Submitted by bluewave720 on February 15th, 2014 at 6:30 PM

I was just watching the Olympics with the Mrs. and NBC had a piece about the space race between the United States and Russia.  It reminded me of an incredible story I heard.

I have had many conversations with a man who was employed at NASA at the time of the first moon landing.  As I'm sure you are all familiar with, Neil Armstrong, while taking his first steps on the moon, bounces slightly.  Most people think it was because of a lack of gravity.  My engineering friend said that was not why Armstrong bounced when he hit the moon's surface.

Before Apollo 11 landed on the moon, there was an extensive amount of discussion involving the NASA brain trust over what, exactly, the moon was made out of.  After months of deliberation, the panel had decided on two possibilities.  Either the moon was solid, and a human could walk on it.  Or the moon had a center comprised of space dust and any human who touched it's surface would fall a hundred meters into it's center and be lost forever.

Neil Armstrong, before placing his feet on the moon's surface, wasn't sure if he'd ever come back to Earth.  His bounce was a reflex, because he didn't know if he'd be buried forever in outer space, or be the first human to successful walk on the moon's surface .  

I've thought of this so many times and can't believe how bad ass that crew was for taking that trip.   



February 15th, 2014 at 9:38 PM ^

Likely no concern because the Surveyor program had done some fairly extensive testing of the lunar surface during the years immediately proceeding Apollo 11.  

Armstrong may have in fact been hesitant, but by the time he was stepping on the moon NASA scientists knew that he and Aldrin would be able to make their way around without sinking out of sight.

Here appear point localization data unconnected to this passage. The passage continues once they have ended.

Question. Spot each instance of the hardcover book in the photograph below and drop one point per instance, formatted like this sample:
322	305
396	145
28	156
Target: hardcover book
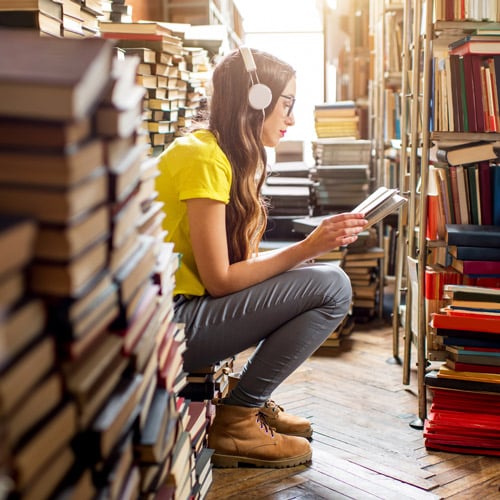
473	235
51	78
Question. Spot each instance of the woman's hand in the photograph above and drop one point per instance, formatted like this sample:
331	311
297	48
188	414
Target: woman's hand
337	230
207	227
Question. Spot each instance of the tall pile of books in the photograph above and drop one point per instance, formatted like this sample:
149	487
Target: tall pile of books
465	388
90	400
341	173
464	415
175	77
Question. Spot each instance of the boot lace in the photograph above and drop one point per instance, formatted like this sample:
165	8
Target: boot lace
273	406
261	420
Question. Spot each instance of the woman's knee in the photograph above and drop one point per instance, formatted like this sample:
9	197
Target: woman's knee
337	285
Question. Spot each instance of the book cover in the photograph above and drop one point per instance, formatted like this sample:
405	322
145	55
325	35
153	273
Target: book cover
382	202
50	78
475	44
43	135
445	372
469	323
471	152
473	235
476	267
472	367
17	237
433	381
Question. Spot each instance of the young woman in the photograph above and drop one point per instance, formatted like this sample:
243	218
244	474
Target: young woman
230	296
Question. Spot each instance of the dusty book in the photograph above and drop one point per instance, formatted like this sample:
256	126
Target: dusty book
51	78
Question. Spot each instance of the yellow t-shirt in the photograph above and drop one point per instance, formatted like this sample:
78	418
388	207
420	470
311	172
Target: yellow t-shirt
193	166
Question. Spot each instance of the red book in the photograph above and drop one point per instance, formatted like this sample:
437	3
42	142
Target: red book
466	322
471	367
485	192
470	45
476	267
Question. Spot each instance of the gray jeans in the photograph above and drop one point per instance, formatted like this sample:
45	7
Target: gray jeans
287	317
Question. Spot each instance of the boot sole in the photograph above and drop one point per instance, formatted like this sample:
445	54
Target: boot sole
233	461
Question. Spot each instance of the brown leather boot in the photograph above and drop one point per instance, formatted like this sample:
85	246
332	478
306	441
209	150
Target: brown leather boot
241	435
285	423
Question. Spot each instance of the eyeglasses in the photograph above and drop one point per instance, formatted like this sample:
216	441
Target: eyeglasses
290	106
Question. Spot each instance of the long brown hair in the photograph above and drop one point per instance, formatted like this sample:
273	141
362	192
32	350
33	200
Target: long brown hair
237	127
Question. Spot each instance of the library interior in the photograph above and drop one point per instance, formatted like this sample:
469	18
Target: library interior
393	113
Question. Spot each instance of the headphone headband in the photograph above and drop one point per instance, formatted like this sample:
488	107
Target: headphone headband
259	95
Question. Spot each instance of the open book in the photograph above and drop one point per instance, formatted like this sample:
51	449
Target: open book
382	202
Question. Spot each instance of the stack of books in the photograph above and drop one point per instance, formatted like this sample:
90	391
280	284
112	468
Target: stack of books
362	267
209	382
290	193
162	72
52	18
91	351
464	416
337	119
341	173
473	252
339	187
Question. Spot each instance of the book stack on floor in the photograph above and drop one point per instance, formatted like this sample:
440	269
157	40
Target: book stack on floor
98	324
165	90
464	415
116	11
209	382
69	19
341	173
362	264
465	387
31	394
290	192
175	77
336	119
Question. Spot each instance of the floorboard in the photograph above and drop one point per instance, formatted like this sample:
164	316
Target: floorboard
363	444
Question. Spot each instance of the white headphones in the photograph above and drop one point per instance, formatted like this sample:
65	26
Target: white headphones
259	95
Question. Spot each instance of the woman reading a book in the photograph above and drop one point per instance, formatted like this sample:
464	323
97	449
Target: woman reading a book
230	296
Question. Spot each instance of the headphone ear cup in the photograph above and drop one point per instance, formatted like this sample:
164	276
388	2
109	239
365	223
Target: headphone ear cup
259	96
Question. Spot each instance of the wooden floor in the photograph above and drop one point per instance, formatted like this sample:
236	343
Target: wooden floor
363	445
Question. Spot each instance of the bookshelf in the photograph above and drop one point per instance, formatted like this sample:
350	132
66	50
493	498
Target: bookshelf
433	28
223	13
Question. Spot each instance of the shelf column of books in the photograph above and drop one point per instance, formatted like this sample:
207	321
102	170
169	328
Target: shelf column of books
462	226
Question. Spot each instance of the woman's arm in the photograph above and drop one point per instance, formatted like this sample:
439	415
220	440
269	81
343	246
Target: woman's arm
207	224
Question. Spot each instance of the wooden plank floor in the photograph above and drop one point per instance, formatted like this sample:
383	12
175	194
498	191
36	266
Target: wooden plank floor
363	445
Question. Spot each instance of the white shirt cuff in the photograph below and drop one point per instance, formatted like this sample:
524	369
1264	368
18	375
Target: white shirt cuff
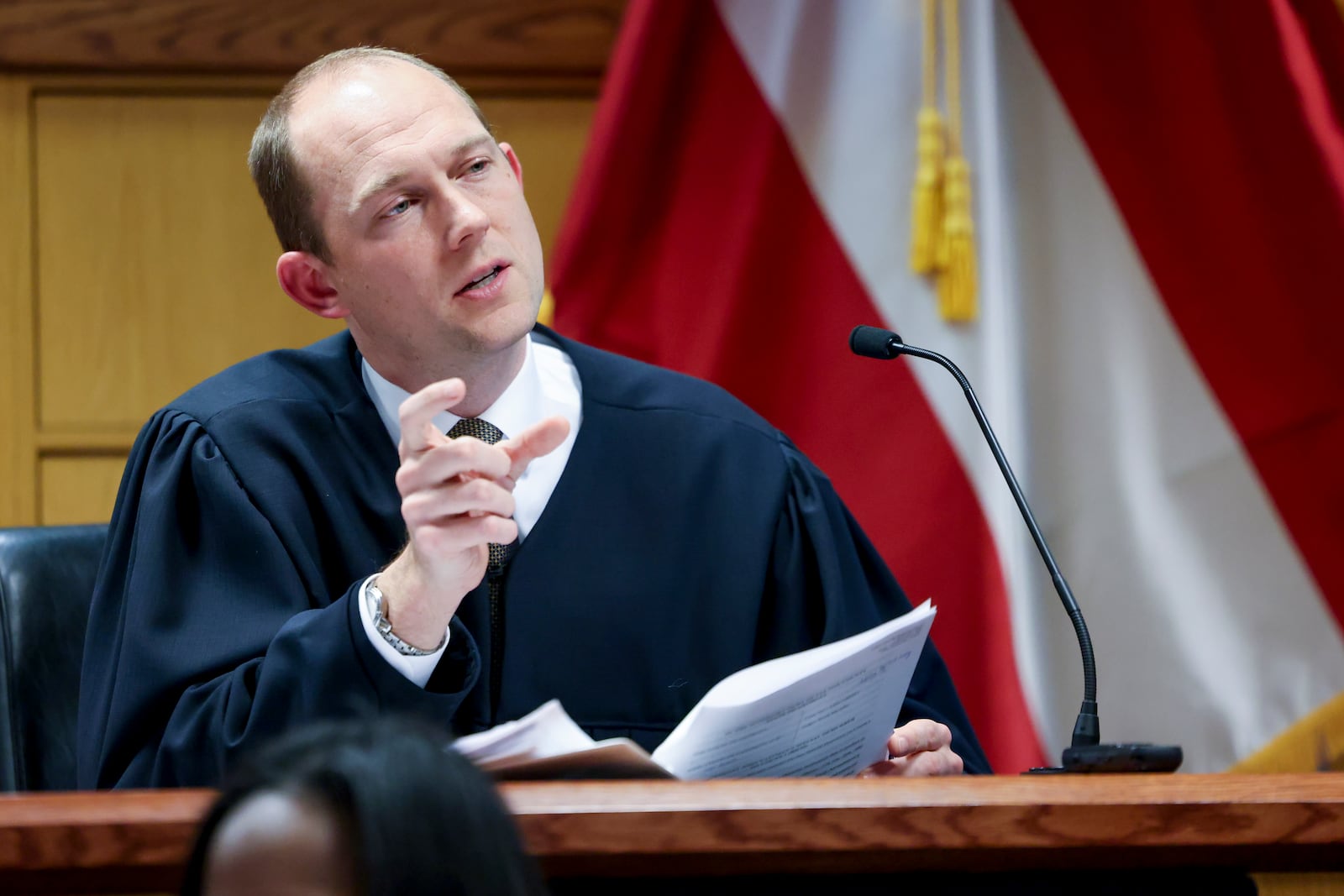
418	669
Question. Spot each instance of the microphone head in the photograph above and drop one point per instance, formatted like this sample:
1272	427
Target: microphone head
874	342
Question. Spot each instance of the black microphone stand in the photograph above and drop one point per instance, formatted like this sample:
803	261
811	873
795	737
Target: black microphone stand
1086	752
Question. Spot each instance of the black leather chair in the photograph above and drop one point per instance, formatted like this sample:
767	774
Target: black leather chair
46	582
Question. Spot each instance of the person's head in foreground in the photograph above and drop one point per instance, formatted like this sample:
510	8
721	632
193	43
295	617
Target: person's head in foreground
360	809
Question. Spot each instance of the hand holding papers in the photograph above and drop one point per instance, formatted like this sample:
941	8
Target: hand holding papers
820	712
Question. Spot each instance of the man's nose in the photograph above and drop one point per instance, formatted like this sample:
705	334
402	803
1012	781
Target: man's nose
467	221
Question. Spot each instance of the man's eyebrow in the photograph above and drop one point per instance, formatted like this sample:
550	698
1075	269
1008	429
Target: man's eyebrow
391	179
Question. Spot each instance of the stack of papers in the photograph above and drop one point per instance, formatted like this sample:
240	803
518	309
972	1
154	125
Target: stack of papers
822	712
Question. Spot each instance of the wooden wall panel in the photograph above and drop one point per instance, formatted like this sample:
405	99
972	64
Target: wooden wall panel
155	262
18	485
517	39
78	490
155	258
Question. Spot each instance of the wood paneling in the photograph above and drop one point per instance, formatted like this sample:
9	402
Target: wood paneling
80	490
118	841
155	257
18	483
155	261
519	39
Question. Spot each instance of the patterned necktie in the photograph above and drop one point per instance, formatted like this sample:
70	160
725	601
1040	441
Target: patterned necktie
501	555
488	432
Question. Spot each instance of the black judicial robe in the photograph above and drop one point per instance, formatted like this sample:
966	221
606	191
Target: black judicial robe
687	539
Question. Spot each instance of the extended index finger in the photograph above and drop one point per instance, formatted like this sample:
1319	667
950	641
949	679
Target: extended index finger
920	735
538	439
417	414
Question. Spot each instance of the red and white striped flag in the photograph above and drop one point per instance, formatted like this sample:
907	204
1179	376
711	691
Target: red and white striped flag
1159	203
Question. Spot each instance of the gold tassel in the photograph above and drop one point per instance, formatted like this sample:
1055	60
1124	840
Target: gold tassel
927	201
958	242
546	313
958	248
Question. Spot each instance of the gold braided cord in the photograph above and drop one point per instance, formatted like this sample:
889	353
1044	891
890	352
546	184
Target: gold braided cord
927	195
958	269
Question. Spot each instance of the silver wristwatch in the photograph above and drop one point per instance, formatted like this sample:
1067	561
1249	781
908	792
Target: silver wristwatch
375	609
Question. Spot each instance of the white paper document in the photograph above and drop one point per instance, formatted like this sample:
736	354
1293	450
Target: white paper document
822	712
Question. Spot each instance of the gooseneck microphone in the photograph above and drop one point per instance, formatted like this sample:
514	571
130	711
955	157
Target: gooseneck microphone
1085	752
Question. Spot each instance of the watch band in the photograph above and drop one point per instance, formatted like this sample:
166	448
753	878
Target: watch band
376	602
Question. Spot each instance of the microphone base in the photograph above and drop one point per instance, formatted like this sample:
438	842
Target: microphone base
1116	758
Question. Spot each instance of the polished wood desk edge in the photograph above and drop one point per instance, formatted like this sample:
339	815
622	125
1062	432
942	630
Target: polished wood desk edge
737	826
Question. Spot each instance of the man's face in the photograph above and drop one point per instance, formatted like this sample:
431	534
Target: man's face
436	258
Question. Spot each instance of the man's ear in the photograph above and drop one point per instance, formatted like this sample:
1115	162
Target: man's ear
514	163
304	280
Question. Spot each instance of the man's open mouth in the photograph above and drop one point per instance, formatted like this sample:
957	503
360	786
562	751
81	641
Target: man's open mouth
484	280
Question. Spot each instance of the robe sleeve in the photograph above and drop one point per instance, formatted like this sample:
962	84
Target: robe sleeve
207	631
824	571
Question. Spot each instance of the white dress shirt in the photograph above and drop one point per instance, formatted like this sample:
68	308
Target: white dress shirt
546	385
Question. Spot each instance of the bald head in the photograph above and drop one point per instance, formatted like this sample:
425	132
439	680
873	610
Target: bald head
276	168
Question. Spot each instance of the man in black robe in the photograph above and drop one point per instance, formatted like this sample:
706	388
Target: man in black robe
299	537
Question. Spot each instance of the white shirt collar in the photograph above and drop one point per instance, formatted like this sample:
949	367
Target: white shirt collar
517	409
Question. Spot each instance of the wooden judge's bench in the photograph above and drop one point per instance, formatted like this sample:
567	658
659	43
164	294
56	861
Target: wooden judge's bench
638	836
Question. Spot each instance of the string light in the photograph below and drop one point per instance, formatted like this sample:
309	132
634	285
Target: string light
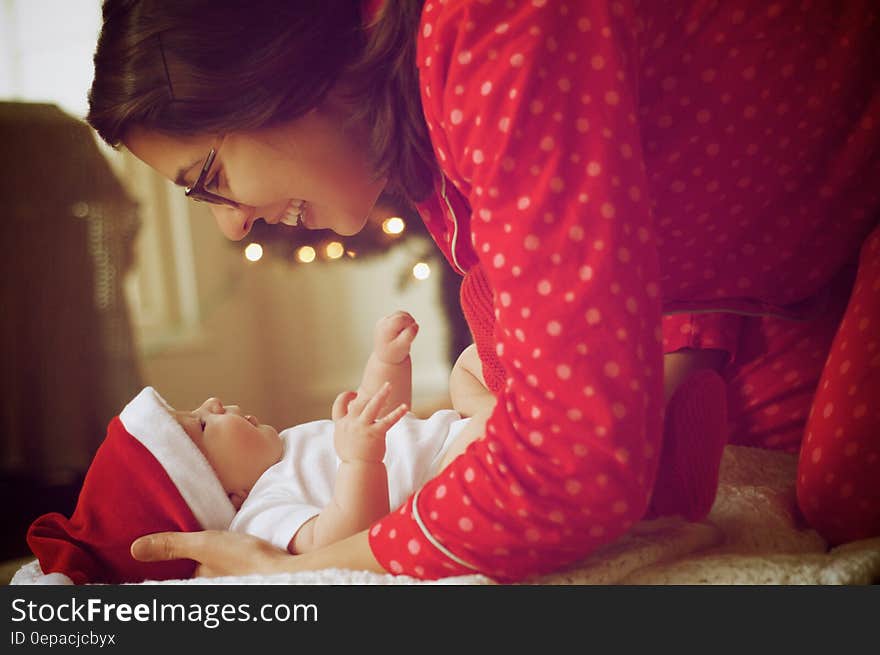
393	225
306	254
334	250
253	252
421	271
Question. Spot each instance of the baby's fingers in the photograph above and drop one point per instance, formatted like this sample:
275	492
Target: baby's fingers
341	404
392	417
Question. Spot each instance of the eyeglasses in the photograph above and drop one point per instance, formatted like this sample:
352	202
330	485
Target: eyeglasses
198	191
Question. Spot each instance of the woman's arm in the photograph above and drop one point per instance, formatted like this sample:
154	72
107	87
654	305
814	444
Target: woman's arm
467	388
221	553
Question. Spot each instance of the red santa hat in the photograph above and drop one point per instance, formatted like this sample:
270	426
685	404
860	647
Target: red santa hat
147	476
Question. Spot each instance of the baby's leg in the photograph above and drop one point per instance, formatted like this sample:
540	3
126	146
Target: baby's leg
838	481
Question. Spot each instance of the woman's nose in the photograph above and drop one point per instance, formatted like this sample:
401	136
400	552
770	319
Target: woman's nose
234	222
213	406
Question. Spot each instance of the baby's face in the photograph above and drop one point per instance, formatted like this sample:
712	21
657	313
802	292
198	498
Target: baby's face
236	445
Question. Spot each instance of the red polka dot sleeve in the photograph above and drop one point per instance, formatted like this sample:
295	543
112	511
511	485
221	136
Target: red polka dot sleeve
716	331
531	111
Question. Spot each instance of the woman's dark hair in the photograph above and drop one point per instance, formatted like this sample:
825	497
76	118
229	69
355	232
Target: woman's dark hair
185	67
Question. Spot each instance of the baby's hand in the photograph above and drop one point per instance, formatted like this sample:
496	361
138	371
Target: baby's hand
358	435
394	336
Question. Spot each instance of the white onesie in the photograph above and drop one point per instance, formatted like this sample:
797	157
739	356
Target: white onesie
299	486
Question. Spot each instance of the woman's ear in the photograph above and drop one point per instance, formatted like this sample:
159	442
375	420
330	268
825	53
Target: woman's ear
237	498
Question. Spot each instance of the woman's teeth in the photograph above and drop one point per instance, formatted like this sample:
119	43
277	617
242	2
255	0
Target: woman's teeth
293	213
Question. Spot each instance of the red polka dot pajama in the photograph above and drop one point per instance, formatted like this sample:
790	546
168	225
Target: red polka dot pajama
609	164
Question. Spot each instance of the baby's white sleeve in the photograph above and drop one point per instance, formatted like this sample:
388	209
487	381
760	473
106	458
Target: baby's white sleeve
274	515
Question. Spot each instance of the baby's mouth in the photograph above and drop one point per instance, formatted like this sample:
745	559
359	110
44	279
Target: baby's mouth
293	214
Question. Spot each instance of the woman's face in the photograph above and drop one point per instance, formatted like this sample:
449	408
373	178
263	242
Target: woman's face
310	163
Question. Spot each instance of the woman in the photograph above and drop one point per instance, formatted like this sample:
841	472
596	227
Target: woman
588	167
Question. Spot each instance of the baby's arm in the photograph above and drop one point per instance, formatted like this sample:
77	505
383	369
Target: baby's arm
390	360
360	492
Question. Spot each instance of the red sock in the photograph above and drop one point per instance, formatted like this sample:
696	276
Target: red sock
694	435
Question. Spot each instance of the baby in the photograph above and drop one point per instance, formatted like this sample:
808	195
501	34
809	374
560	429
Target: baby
160	469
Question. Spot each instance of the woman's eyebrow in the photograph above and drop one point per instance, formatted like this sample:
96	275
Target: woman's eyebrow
180	180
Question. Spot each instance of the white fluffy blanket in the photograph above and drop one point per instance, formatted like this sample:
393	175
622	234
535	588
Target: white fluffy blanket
752	536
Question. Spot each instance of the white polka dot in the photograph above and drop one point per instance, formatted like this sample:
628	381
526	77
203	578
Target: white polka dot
612	369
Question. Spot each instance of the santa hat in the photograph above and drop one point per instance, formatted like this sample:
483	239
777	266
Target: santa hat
147	476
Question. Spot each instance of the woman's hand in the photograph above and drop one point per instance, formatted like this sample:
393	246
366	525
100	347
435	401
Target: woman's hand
231	553
217	552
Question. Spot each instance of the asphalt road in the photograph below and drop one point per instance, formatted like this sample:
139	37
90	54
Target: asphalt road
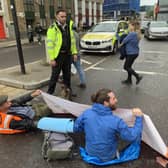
151	95
31	53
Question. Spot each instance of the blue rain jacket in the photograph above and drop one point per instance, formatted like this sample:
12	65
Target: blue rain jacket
102	128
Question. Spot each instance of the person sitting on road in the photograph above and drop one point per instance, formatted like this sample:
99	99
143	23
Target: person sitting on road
103	129
15	115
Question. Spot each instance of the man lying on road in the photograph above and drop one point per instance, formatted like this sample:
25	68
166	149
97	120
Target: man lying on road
103	129
15	115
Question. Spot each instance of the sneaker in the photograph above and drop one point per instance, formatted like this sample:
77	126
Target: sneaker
82	85
127	82
139	79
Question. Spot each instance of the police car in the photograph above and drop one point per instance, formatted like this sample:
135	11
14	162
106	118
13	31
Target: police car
104	37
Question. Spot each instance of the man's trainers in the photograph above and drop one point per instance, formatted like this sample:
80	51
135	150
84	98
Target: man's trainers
82	85
139	79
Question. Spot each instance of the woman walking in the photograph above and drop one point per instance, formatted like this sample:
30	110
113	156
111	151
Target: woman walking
131	43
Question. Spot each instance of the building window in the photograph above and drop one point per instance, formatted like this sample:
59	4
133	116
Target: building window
29	9
29	5
59	3
0	5
42	9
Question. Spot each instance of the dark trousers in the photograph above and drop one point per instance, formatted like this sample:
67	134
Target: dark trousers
64	64
128	66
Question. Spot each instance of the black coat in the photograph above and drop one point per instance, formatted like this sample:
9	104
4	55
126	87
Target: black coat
122	48
26	123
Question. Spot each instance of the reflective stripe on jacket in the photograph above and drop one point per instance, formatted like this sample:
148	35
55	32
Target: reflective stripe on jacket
54	41
5	120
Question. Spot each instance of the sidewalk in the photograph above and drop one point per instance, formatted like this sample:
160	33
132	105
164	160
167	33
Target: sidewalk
37	76
10	43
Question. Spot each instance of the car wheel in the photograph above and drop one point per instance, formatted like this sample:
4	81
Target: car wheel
115	49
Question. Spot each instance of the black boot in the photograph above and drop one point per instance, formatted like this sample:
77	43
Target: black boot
127	82
139	78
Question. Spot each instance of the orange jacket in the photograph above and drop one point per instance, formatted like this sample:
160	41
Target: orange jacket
5	120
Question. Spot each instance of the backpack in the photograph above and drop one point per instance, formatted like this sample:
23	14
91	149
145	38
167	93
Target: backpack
57	146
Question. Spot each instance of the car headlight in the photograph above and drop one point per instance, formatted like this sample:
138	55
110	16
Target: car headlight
106	41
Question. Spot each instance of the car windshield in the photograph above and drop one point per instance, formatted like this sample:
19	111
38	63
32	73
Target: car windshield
159	24
144	23
104	27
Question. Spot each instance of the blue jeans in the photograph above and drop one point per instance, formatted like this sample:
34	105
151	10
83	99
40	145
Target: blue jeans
80	70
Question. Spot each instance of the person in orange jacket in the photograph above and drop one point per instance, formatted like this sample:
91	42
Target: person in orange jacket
15	115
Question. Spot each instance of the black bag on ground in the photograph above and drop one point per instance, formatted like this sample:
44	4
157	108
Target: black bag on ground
57	146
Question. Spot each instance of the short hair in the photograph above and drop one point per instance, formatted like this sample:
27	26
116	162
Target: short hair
100	96
60	10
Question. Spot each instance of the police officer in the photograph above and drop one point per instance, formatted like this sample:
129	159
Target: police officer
61	48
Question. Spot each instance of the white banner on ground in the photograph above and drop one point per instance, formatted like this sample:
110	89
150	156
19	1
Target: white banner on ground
150	134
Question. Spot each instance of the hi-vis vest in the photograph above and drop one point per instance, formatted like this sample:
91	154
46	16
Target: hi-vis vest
54	41
5	120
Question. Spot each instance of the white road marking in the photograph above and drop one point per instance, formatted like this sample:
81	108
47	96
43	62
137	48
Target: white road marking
17	66
94	65
85	61
120	70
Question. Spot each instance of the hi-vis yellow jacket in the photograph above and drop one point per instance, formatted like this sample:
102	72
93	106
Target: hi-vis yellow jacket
54	41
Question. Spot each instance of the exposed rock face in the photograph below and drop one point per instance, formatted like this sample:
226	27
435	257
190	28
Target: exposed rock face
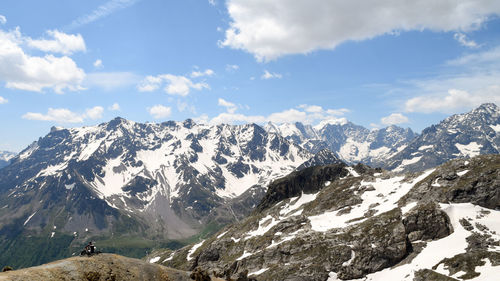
308	180
100	267
462	135
427	222
153	181
5	157
366	223
476	180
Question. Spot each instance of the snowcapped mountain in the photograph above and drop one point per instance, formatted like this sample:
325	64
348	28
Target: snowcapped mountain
352	143
338	222
165	180
5	157
461	135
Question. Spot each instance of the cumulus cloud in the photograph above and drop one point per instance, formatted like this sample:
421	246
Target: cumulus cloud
453	101
63	115
60	42
491	56
232	67
174	84
270	29
230	107
95	112
299	114
34	73
464	41
102	11
268	75
114	107
159	111
207	72
98	63
394	119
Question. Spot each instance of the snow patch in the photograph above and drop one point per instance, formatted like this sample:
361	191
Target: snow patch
258	272
472	149
29	218
193	249
155	259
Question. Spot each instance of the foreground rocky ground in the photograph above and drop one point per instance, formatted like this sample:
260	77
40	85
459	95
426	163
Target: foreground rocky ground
356	223
101	267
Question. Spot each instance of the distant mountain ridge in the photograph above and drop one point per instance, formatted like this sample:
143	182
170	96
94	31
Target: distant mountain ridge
178	179
5	157
461	135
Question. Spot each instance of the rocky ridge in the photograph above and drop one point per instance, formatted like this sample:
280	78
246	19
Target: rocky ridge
5	157
364	224
146	181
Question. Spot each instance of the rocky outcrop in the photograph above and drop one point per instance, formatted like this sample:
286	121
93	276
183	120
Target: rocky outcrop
96	268
363	223
427	222
475	180
308	180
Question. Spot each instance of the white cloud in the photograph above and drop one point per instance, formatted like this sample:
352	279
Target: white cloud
63	115
464	41
95	112
232	67
311	108
33	73
159	111
61	42
102	11
287	116
453	101
111	80
174	85
394	119
196	74
230	107
491	56
150	83
270	29
268	75
114	107
98	63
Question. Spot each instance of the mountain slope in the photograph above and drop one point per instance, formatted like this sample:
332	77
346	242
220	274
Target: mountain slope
100	267
149	181
440	224
462	135
352	143
5	157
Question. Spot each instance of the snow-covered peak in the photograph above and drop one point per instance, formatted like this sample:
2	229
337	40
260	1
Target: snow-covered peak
322	124
7	155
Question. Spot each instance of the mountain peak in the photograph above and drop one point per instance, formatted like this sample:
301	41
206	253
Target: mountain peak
324	123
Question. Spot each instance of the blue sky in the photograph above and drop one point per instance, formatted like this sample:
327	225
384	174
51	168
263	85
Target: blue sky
77	63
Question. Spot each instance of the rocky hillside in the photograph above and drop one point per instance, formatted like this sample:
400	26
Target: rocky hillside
100	267
146	181
5	157
462	135
356	223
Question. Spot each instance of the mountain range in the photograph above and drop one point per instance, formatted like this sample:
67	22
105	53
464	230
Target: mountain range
142	185
338	222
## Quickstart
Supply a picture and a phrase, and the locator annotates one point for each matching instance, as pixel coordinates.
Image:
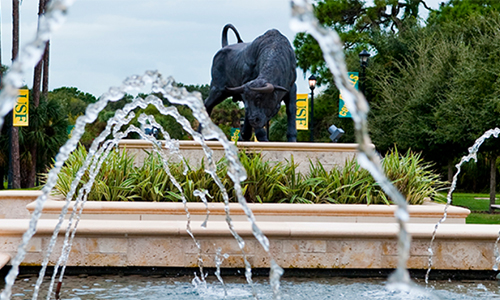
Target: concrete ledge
(293, 244)
(277, 212)
(252, 146)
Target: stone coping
(19, 194)
(253, 146)
(303, 230)
(428, 210)
(4, 259)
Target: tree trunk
(1, 69)
(42, 66)
(15, 178)
(493, 179)
(45, 76)
(450, 170)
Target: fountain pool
(182, 287)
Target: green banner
(343, 111)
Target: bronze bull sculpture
(261, 74)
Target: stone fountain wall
(301, 236)
(328, 154)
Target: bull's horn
(267, 89)
(238, 89)
(280, 88)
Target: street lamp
(312, 85)
(363, 60)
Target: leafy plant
(120, 180)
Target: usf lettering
(21, 109)
(302, 117)
(343, 111)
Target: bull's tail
(224, 34)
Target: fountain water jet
(472, 155)
(355, 102)
(303, 20)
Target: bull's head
(262, 100)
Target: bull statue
(261, 74)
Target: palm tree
(14, 168)
(32, 163)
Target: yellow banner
(21, 109)
(302, 117)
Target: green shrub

February 15th, 2014 at 6:45 PM ^

But there was still a possibility of a snowshoe effect, where the size of the saucers on the landing craft allowed it to stay up on a deep powdery surface that a human might sink through. Not to the center of the moon, of course, but deep enough to be effed.

Unlikely, of course... but how sure would you really be?


February 15th, 2014 at 6:51 PM ^

I could be wrong, but one source of the speculation (I believe several other people were working on similar indirect experiments / theories) - as far as I understand - from a very rough estimate of the relative amount of dust on the moon made by a guy who was using atmospheric dust from the easily accessible area near Mauna Loa and estimating through some method how much of that dust must have come from space. This was in the early 1960s before there was any satellite data regarding the subject, as I recall.

Mind you, this comes from a very old issue of Scientific American that I came across in a library while working on a project, so I could be misremembering something. I believe he based the assumptions based on the amount of nickel which was in known meteorites and then scaled his own estimate for Earth to fit the Moon (the assumption that it might be a linear relationship alone makes me wince). He did say that this was purely speculative and based on indirect observation, but it did help fuel the discussion that the OP mentions (I imagine a few other scientists had similar reservations, but I cannot imagine it was that many). I will say, however, that I would be shocked if anyone at NASA was surprised that the lunar module, and susequently Armstrong, landed just fine. 


February 15th, 2014 at 6:49 PM ^

Yeah this is definitely an "incredible story" in the literal sense. The Surveyor program, in which the US landed several probes on the moon to take various readings in preparation for the Apollo landings, had already answered that question quite definitively. Scientists at the time also knew that the moon was solid for various other reasons, including the ability to calculate its density based on the ratio between its size and gravitational influence.